I love this stuff. There are loads of other businesses out there helping operators solve parts of these problems, just to become that little bit more efficient and a little bit savvy, but also offering a better experience to the player. That, at the end of the day, is the most important thing. And efficiency is going to be really important in the UK particularly.
Speaking on funnels and marketing spends, how important are tools such as these for the Department of Trust in the UK market going forward?
We discussed this on a panel at ICE Barcelona. My view is that operators are now working in a completely different environment. It's been building for a while because of the increased regulation, but now the economics have changed in a really dramatic way. We can all be very sad and angry about it, but the reality is we've got to figure it out. The answer is not to try to save 5% here and 6% there or get rid of a few people here or there. It's time to re-engineer the business and the processes.
It's seen as a necessary evil. You've got compliance teams who are either ignored by the rest of the business or actively disliked and resented. There is no point in denying it... it's exactly how it is
There are a lot of things UK operators have solved in the past just by throwing people at the problem, particularly on the compliance side. The tech has just been too difficult and too complex, there are too many vendors and you don't know which way to go, so now they have to take a different approach. It's companies like ours, and there are other people as well doing different things, who can really, really help. It's not about becoming 10% more efficient, it's about becoming 50%, 60%, 70% more efficient.
You once described compliance teams as being similar to mushrooms... perhaps you could explain the comparison and how your work can help change that narrative?
The point of that joke is that compliance departments are the place where automation goes to die, but it's not particularly a UK problem.

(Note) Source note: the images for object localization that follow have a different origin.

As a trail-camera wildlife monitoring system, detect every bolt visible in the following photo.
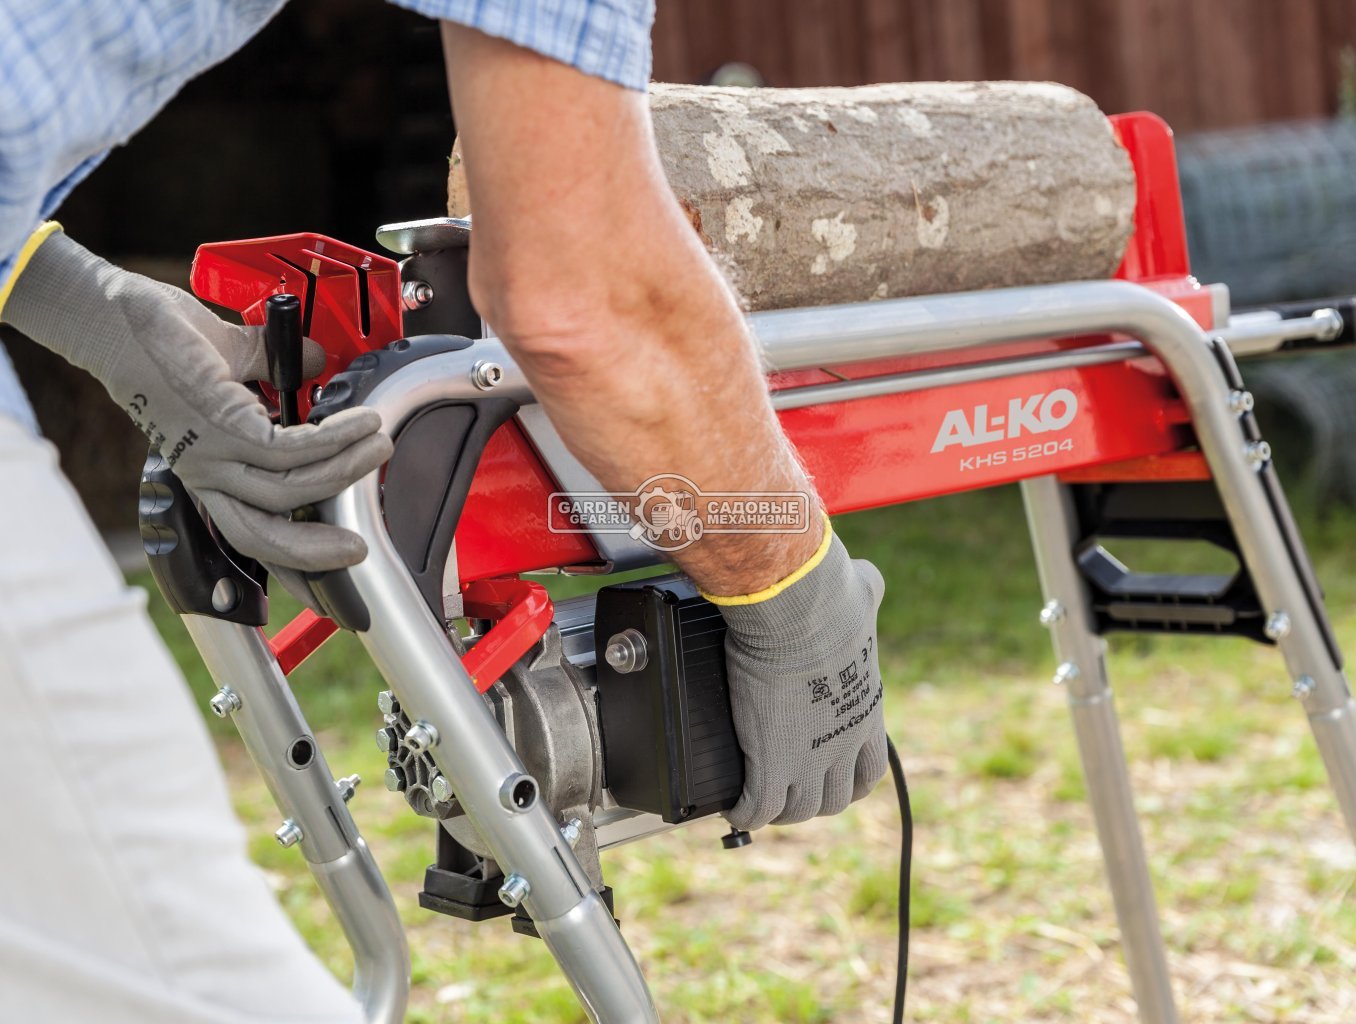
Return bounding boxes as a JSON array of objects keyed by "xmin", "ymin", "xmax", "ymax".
[
  {"xmin": 274, "ymin": 820, "xmax": 304, "ymax": 848},
  {"xmin": 210, "ymin": 577, "xmax": 239, "ymax": 614},
  {"xmin": 383, "ymin": 766, "xmax": 406, "ymax": 792},
  {"xmin": 604, "ymin": 628, "xmax": 649, "ymax": 674},
  {"xmin": 560, "ymin": 818, "xmax": 584, "ymax": 849},
  {"xmin": 1245, "ymin": 440, "xmax": 1272, "ymax": 470},
  {"xmin": 430, "ymin": 774, "xmax": 454, "ymax": 803},
  {"xmin": 336, "ymin": 774, "xmax": 361, "ymax": 802},
  {"xmin": 470, "ymin": 360, "xmax": 503, "ymax": 391},
  {"xmin": 1052, "ymin": 661, "xmax": 1081, "ymax": 686},
  {"xmin": 1265, "ymin": 611, "xmax": 1292, "ymax": 640},
  {"xmin": 498, "ymin": 873, "xmax": 531, "ymax": 908},
  {"xmin": 404, "ymin": 721, "xmax": 439, "ymax": 753},
  {"xmin": 1292, "ymin": 675, "xmax": 1316, "ymax": 700},
  {"xmin": 1228, "ymin": 389, "xmax": 1255, "ymax": 415},
  {"xmin": 375, "ymin": 727, "xmax": 398, "ymax": 753},
  {"xmin": 401, "ymin": 279, "xmax": 434, "ymax": 311},
  {"xmin": 377, "ymin": 690, "xmax": 398, "ymax": 715},
  {"xmin": 1038, "ymin": 600, "xmax": 1066, "ymax": 627},
  {"xmin": 209, "ymin": 687, "xmax": 242, "ymax": 718},
  {"xmin": 310, "ymin": 384, "xmax": 324, "ymax": 405}
]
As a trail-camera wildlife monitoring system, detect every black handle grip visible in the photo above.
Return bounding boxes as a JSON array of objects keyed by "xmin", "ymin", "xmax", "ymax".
[
  {"xmin": 265, "ymin": 293, "xmax": 304, "ymax": 426},
  {"xmin": 139, "ymin": 451, "xmax": 267, "ymax": 625}
]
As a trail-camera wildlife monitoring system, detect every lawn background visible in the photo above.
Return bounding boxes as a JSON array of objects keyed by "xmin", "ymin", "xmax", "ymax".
[{"xmin": 142, "ymin": 484, "xmax": 1356, "ymax": 1022}]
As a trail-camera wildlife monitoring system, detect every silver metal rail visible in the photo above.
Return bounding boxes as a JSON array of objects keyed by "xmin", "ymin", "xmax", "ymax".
[{"xmin": 186, "ymin": 618, "xmax": 410, "ymax": 1024}]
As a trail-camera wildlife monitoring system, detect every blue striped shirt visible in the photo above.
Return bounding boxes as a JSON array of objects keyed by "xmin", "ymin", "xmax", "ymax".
[{"xmin": 0, "ymin": 0, "xmax": 655, "ymax": 430}]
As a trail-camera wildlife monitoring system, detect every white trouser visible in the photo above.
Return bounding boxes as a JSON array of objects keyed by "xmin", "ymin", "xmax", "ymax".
[{"xmin": 0, "ymin": 417, "xmax": 363, "ymax": 1024}]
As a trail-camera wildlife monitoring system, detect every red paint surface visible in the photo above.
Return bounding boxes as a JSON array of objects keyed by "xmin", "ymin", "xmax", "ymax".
[{"xmin": 196, "ymin": 111, "xmax": 1213, "ymax": 673}]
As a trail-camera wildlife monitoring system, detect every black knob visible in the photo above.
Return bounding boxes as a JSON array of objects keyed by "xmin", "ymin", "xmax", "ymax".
[
  {"xmin": 264, "ymin": 293, "xmax": 304, "ymax": 426},
  {"xmin": 721, "ymin": 827, "xmax": 752, "ymax": 850}
]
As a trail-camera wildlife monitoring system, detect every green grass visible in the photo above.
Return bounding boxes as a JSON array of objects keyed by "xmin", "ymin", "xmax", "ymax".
[{"xmin": 136, "ymin": 484, "xmax": 1356, "ymax": 1022}]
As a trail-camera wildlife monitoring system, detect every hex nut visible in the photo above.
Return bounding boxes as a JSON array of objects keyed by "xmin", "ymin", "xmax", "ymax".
[
  {"xmin": 401, "ymin": 280, "xmax": 434, "ymax": 310},
  {"xmin": 430, "ymin": 774, "xmax": 454, "ymax": 803}
]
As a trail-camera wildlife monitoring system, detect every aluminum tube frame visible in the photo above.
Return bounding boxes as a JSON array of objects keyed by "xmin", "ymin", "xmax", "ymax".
[
  {"xmin": 315, "ymin": 278, "xmax": 1355, "ymax": 1020},
  {"xmin": 183, "ymin": 616, "xmax": 409, "ymax": 1024},
  {"xmin": 316, "ymin": 456, "xmax": 658, "ymax": 1021},
  {"xmin": 1021, "ymin": 477, "xmax": 1178, "ymax": 1023}
]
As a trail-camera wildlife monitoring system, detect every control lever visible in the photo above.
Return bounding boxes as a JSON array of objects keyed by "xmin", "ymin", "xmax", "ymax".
[{"xmin": 264, "ymin": 293, "xmax": 304, "ymax": 426}]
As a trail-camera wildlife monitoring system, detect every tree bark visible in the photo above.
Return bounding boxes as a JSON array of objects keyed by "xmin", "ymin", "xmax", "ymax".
[{"xmin": 448, "ymin": 81, "xmax": 1136, "ymax": 311}]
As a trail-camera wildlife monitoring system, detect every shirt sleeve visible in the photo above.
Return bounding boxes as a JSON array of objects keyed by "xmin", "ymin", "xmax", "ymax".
[{"xmin": 389, "ymin": 0, "xmax": 654, "ymax": 91}]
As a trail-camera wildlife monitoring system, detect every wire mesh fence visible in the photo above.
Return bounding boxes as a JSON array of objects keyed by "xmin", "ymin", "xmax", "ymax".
[{"xmin": 1179, "ymin": 117, "xmax": 1356, "ymax": 507}]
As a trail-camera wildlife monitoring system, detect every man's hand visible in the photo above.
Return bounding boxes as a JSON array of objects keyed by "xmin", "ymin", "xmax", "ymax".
[
  {"xmin": 2, "ymin": 229, "xmax": 392, "ymax": 574},
  {"xmin": 717, "ymin": 525, "xmax": 887, "ymax": 831}
]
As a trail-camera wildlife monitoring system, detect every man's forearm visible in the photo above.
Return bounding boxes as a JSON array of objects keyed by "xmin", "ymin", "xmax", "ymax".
[{"xmin": 442, "ymin": 26, "xmax": 822, "ymax": 595}]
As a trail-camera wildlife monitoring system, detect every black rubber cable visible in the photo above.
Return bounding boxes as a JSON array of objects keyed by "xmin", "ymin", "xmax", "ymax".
[{"xmin": 885, "ymin": 736, "xmax": 911, "ymax": 1024}]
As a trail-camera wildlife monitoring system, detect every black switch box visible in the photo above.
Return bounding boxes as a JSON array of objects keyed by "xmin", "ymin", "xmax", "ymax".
[{"xmin": 594, "ymin": 575, "xmax": 745, "ymax": 823}]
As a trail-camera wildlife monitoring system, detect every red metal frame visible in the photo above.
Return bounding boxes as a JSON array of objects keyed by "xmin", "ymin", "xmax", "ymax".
[
  {"xmin": 191, "ymin": 112, "xmax": 1208, "ymax": 674},
  {"xmin": 459, "ymin": 578, "xmax": 555, "ymax": 693}
]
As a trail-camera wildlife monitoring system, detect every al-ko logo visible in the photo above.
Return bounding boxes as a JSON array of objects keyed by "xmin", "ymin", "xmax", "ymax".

I've seen it around the world, (companies) treating compliance as a cost area and a problem; so it doesn't get the investment because it doesn't produce all the shiny new features, gaming experiences and fabulous marketing systems. It's just seen as a necessary evil. You've got compliance teams who are either ignored by the rest of the business or actively disliked and resented. There's no point in denying it – it's exactly how it is. By the way, it's the same in banks and financial services. Compliance is seen as the business reduction people. That's ridiculous.
In the gambling sector; it's business enablement. Good compliance is a well-automated part of the process that enables you to grow your business faster because you can invest with confidence. If you don't know what the outcome of something's going to be, then the risk of your investment is much greater. And the compliance team can do that. That's what I meant by that, which is that the underinvestment in compliance needs to stop. I don't have a dog in that fight, but it just amazed me that at the senior level and the board level, these operators don't really appreciate the value that compliance can bring.